If I put a ball in space and throw it it goes straight:
If I tie it to a mass that's much heavier than it, it'll instead spin in a circle around it.
And the same idea will happen if I connect two rocks of the same mass, and I give one end a push:
This, to me, is THE secret for rolling. If two masses are stuck together, when you push one (in the direction in the image) the second mass is pushed in the opposite direction. Just one tug gets it to rotate forever.

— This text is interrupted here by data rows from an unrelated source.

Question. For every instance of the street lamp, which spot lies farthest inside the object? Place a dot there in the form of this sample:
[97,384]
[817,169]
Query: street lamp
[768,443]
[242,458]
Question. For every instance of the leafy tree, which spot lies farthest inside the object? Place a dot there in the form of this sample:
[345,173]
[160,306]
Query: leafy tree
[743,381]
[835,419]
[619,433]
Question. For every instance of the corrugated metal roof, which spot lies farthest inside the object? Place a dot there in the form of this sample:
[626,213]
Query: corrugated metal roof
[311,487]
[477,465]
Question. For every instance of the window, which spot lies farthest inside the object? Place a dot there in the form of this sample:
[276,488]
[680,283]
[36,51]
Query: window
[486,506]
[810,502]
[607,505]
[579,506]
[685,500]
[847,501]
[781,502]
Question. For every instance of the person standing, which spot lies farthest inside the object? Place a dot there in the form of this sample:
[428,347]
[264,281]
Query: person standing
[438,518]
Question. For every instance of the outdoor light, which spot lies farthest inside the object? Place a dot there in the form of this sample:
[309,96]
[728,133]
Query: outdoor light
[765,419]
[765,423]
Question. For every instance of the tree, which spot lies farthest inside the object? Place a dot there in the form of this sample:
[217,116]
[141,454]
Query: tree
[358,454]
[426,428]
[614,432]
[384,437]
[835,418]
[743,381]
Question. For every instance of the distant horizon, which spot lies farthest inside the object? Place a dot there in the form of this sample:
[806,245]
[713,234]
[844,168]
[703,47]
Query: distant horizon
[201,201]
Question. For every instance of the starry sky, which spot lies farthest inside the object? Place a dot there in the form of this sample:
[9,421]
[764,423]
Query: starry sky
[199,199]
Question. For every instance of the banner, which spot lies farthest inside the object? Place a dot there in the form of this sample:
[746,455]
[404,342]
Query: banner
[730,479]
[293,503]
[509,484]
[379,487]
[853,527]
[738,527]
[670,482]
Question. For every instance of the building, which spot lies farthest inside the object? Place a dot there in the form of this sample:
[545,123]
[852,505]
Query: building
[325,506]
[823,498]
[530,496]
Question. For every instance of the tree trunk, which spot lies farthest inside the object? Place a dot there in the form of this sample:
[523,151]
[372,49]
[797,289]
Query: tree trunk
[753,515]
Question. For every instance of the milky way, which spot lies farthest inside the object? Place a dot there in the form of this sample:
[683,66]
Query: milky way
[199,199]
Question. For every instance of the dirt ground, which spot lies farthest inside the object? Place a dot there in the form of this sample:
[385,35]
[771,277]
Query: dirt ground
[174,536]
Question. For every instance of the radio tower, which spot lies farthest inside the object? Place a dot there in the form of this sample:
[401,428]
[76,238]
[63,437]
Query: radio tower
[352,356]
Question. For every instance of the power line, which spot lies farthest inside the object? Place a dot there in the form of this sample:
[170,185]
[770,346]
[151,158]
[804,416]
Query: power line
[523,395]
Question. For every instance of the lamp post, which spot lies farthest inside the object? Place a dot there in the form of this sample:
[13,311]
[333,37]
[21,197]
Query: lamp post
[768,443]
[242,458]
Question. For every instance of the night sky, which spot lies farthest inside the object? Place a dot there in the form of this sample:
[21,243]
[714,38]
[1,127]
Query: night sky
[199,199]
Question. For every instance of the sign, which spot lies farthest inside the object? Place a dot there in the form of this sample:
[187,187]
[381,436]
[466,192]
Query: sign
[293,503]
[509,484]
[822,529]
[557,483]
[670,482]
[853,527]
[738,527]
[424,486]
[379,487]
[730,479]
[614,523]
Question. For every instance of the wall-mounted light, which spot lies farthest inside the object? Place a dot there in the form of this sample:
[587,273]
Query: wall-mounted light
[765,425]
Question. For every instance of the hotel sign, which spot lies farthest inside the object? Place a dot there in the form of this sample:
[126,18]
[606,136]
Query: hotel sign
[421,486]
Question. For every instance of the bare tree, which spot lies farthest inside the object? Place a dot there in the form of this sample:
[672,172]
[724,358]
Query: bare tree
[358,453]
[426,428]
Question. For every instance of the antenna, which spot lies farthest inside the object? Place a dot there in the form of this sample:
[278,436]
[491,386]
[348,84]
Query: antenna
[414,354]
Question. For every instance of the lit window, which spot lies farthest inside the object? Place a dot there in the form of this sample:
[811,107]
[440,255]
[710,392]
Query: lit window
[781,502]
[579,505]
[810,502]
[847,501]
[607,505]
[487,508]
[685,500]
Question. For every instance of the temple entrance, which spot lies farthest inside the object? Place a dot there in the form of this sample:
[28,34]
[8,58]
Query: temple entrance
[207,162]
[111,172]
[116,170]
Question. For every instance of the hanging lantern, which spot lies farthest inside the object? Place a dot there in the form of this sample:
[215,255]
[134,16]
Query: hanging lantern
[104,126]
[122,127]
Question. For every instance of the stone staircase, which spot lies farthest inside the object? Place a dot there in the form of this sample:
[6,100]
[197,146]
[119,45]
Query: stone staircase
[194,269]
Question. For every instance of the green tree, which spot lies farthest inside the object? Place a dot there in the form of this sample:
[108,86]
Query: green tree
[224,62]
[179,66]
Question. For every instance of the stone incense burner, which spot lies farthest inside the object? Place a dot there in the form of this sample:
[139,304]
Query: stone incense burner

Now we can easily turn this into our "wheel" by just adding more mass. I believe you're going to assume the system will have these special rotation properties if I add more blocks on opposite sides:
Now in fact the only thing that matters, as we've said, is that everything is the same mass and equal distances apart. Well I can in fact just connect all of the masses together, and then they'll be locked in place, forced to have the same behavior. If I do that, then I can end up with something that looks like this:
The key in getting a good intuition is thinking of your wheel as a bunch of rocks glued together. In this case, just by giving a single one of our "rocks" a push, we can get the entire thing to spin forever. We call this a fancy name "angular momentum," and I think often don't explain that it's just what happens to when things are "glued together," like in this example.
When something obstructs one end of this spinning mass, the rest of still wants to move! So if your spinning mass hits a bump, it will pivot at that stopping point:
In the wheel case, little tiny changes in the shape of the ground are pushing against the masses that are stuck together, and as a result the top half moves while the bottom half doesnt. The advantage here over the previous case is that these little tiny bumps can be made so small that our wheel grips the ground like a gear and uses it to push off of. The losses due to friction with the gear are very small, relative to just pushing a flat rock on the ground (which has the entire surface area of the rock-to-ground contact locked like a gear, shown in Alexander's answer.) In the end, the key is that our masses being locked together allow us to turn linear inertia into "eternal spinning," if we have a very very flat contact with the ground (but some "interlocking" so we can push off of it), then we can efficiently turn this "eternal spinning" back into linear motion more efficiently!
Personally I think the wheel is around us so much it's hard to take a step back and wonder "what's so great about rolling?" But the reality is that it is a pretty "unnatural" and unintuitive thing, at least according to nature. It's easier to evolve legs than it is to evolve wheels. You need very particular conditions to get this effect to work, and I don't think just writing down some friction terms or L = r x p does one of mankind's greatest inventions any justice!